ABIDJAN, (Reuters) – The government of Ivory Coast’s incumbent leader Laurent Gbagbo today told the United Nations and French peacekeeping missions to leave, escalating a dispute over last month’s elections.
Both the United Nations and the former colonial power, France, have urged Gbagbo to concede defeat in a Nov. 28 poll, which was meant to heal the wounds of the West African state’s 2002-03 civil war but has instead reopened them.
Spokeswoman Jacqueline Oble read a statement on state television saying the government wanted the UNOCI and LICORNE missions forces to leave Ivory Coast, “and is opposed to any renewal of their mandate”.
“UNOCI has interfered seriously in the internal affairs of Ivory Coast,” she said.
The country has been in turmoil since Gbagbo claimed victory in the election with backing from the pro-Gbagbo Constitutional Council, the nation’s highest legal body, rejecting as fraudulent results showing that he had lost by nearly 8 percentage points to Alassane Ouattara.
The United Nations and almost all world leaders have recognised Ouattara’s win and demanded that Gbagbo step down.
A U.N. Security Council diplomat told Reuters: “We’re studying the request. The president-elect is Ouattara and he hasn’t asked us to leave.”
A spokesman for the U.N. peacekeeping mission in Ivory Coast, Hamadoun Toure, said by telephone that it was still preparing a response.

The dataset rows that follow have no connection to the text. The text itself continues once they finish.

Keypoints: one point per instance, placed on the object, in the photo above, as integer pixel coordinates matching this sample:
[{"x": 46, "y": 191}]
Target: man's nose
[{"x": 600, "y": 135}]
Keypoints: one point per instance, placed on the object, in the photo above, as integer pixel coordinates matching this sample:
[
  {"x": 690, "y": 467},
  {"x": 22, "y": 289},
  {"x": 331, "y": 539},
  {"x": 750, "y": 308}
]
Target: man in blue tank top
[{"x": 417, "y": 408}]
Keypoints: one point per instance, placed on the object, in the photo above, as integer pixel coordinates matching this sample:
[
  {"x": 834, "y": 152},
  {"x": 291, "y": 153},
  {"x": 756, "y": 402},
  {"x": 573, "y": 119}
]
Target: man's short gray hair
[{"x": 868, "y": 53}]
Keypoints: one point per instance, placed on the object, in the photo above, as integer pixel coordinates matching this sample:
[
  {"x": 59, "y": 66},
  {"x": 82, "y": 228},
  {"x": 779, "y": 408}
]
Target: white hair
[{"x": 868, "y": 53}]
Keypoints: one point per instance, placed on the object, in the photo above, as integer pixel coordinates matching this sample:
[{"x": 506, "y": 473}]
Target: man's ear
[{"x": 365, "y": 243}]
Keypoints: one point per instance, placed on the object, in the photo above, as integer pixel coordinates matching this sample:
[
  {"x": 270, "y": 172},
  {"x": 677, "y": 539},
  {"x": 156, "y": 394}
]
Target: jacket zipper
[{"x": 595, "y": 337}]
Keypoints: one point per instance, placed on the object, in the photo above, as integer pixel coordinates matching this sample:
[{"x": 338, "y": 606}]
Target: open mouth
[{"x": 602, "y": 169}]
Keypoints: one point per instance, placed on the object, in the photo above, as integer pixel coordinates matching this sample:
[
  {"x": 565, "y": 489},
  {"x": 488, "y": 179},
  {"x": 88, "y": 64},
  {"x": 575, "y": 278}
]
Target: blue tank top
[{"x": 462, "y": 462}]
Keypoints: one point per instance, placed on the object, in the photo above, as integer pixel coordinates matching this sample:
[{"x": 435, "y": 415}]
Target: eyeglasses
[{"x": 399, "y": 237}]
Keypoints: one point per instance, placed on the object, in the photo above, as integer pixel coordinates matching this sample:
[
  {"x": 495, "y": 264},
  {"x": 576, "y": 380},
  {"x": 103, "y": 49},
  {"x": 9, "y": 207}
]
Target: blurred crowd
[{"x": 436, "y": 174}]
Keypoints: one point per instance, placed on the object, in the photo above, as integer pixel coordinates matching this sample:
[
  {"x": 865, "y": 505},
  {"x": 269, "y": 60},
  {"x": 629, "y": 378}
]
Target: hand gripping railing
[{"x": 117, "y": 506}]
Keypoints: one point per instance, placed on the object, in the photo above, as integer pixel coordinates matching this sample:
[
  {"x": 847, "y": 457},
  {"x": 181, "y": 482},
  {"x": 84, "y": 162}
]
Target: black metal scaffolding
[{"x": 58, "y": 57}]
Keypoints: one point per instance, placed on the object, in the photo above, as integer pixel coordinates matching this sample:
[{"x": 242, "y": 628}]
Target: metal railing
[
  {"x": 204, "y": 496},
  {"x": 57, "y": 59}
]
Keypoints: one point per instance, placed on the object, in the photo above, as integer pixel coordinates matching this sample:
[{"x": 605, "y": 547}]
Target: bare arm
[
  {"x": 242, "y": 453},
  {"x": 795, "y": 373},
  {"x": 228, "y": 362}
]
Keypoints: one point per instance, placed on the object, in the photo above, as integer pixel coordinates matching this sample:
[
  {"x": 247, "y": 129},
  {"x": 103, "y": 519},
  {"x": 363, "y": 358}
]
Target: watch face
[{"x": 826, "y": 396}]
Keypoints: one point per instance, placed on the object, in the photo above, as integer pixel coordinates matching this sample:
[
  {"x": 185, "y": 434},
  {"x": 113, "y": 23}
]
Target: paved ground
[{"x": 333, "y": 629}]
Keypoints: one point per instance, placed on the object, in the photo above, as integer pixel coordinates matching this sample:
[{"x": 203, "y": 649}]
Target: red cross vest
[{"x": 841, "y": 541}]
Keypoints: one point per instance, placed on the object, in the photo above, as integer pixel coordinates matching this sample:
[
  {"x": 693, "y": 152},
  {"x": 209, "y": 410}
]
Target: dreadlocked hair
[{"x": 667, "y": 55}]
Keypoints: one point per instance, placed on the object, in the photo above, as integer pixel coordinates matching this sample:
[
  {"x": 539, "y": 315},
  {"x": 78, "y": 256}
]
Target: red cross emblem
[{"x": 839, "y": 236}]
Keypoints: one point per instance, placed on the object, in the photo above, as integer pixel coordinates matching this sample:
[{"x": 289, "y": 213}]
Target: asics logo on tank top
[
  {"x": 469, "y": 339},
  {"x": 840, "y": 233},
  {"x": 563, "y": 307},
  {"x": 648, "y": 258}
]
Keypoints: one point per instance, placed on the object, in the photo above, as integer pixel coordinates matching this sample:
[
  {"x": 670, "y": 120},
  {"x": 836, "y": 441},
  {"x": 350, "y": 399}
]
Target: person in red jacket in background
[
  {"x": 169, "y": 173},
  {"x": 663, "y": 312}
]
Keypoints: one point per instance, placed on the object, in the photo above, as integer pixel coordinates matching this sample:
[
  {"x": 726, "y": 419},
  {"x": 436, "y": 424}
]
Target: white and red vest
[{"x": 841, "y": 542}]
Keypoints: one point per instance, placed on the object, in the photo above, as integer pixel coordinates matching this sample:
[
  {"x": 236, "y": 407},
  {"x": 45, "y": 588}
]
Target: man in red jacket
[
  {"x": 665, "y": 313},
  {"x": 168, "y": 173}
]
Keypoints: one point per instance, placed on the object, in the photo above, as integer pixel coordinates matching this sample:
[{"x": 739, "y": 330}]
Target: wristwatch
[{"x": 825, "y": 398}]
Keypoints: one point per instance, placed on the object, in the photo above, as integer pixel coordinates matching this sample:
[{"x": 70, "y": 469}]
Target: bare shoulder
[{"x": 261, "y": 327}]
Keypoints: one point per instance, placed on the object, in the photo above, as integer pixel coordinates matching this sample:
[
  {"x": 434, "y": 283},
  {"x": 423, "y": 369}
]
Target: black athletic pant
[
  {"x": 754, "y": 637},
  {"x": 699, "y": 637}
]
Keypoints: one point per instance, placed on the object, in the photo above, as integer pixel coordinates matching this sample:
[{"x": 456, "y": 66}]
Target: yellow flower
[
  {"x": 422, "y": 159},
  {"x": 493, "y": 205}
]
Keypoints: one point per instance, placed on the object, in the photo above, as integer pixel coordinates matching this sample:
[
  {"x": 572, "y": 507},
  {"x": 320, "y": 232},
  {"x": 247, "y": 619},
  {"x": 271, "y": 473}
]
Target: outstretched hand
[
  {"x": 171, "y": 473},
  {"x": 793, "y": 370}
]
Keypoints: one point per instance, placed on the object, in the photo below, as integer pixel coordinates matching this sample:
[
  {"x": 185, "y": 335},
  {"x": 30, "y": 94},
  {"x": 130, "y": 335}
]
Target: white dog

Last Thursday at least 20 people were killed in clashes between pro-Ouattara marchers and security forces. Former rebels supporting Ouattara also briefly exchanged fire with government soldiers.
U.N. Secretary General Ban Ki-moon, who has recognised Ouattara as the winner of the election, warned last week of the potential for a resumption of civil war and called on all sides to avoid triggering further violence.
The United States, France and the European Union have heaped pressure on Gbagbo to step down, threatening sanctions if he does not do so within days.
A top U.S. State Department official told Reuters on Friday that Gbagbo had also been offered a ‘soft landing’ in exile in an African country if he steps down. But a Gbagbo spokesman said Gbagbo had no intention of leaving.
Gbagbo came to power in 2000 after a disputed election against coup leader Robert Guei, and two years later survived a rebellion that split the country into a rebel-held north and his government-controlled south.
The United Nations mission in Ivory Coast (UNOCI) includes some 10,000 soldiers and police, and is supported by the French LICORNE force. Hundreds of peacekeepers have been deployed to defend Ouattara’s makeshift headquarters in Abidjan’s lagoon-side Golf Hotel.
The leader of Gbagbo’s youth organisation, the Young Patriots, said on Saturday he was preparing the group for a possible march to ‘liberate’ the hotel.
“I’m organising a rally this afternoon in Yopougon to ask the patriots to stand ready to march on the Golf Hotel to liberate it from the rebels taking refuge there,” Charles Ble Goude, also Gbagbo’s minister of youth and employment, told Reuters by telephone.
The turmoil in the world’s top grower of cocoa raised cocoa futures to four-month highs in recent weeks, though futures prices have since eased, with second-month cocoa in New York settling down nearly 2 percent on Friday.